Abstract

Background: Primary ciliary dyskinesia (PCD) may be an underlying factor in some cases of refractory chronic rhinosinusitis (CRS). However, clinical management of this condition is not well defined. This systematic review examines the available evidence for the diagnosis and management of CRS in adults with PCD. Methods: A systematic review was conducted according to the Preferred Reporting Items for Systematic Reviews and Meta-Analysis (PRISMA) guidelines. Pubmed, EMBASE, and Cochrane database were queried for studies pertinent to treatment of PCD in adults. Two investigators performed eligibility assessment for inclusion or exclusion in a standardized manner. Results: Of the 278 articles identified, six studies met the criteria for analysis. These studies had a predominately low level of evidence.
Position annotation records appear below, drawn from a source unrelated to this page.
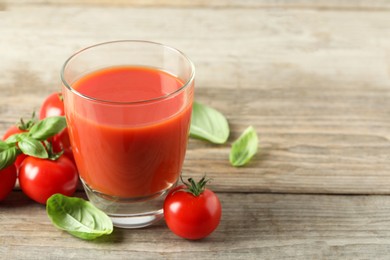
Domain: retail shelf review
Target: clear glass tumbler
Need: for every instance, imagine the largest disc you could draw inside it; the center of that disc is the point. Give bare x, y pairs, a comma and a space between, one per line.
128, 107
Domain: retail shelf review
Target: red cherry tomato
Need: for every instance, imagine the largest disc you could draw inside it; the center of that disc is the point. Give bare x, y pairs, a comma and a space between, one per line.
41, 178
52, 106
11, 131
189, 216
7, 181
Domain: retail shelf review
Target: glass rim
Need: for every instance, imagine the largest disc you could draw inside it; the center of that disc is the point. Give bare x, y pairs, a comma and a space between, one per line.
182, 88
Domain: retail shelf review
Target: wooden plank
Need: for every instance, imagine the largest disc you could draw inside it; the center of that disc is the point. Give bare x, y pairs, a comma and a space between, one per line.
253, 226
315, 84
301, 4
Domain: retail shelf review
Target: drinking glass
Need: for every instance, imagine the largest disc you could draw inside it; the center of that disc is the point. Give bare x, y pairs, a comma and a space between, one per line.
128, 106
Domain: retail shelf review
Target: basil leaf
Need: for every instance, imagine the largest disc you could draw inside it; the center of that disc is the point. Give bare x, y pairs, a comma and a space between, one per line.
13, 139
78, 217
48, 127
33, 147
208, 124
244, 148
7, 156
Medical therapy included oral antibiotics and nasal saline rinses. Endoscopic sinus surgery (ESS) was described in three of six studies. Outcomes measures were limited and included non-validated questionnaires, subjective reporting of CRS symptoms, and decreased preciptins against pseudomonas following ESS. Recommendation for a standardized therapeutic strategy was not possible with the available literature. Conclusion: A paucity of evidence is available to guide the treatment of PCD in the adult population. Further prospective studies are needed to determine the optimal diagnostic and management strategy for this condition.

Highlights

  • Primary ciliary dyskinesia (PCD) is a heterogeneous disorder of ciliary ultrastructure resulting in decreased mucociliary clearance

  • Sino-nasal symptoms vary but it is estimated that chronic rhinosinusitis (CRS) affects over 50% of patients with PCD, with 15%–40% suffering from nasal polyposis [7,8]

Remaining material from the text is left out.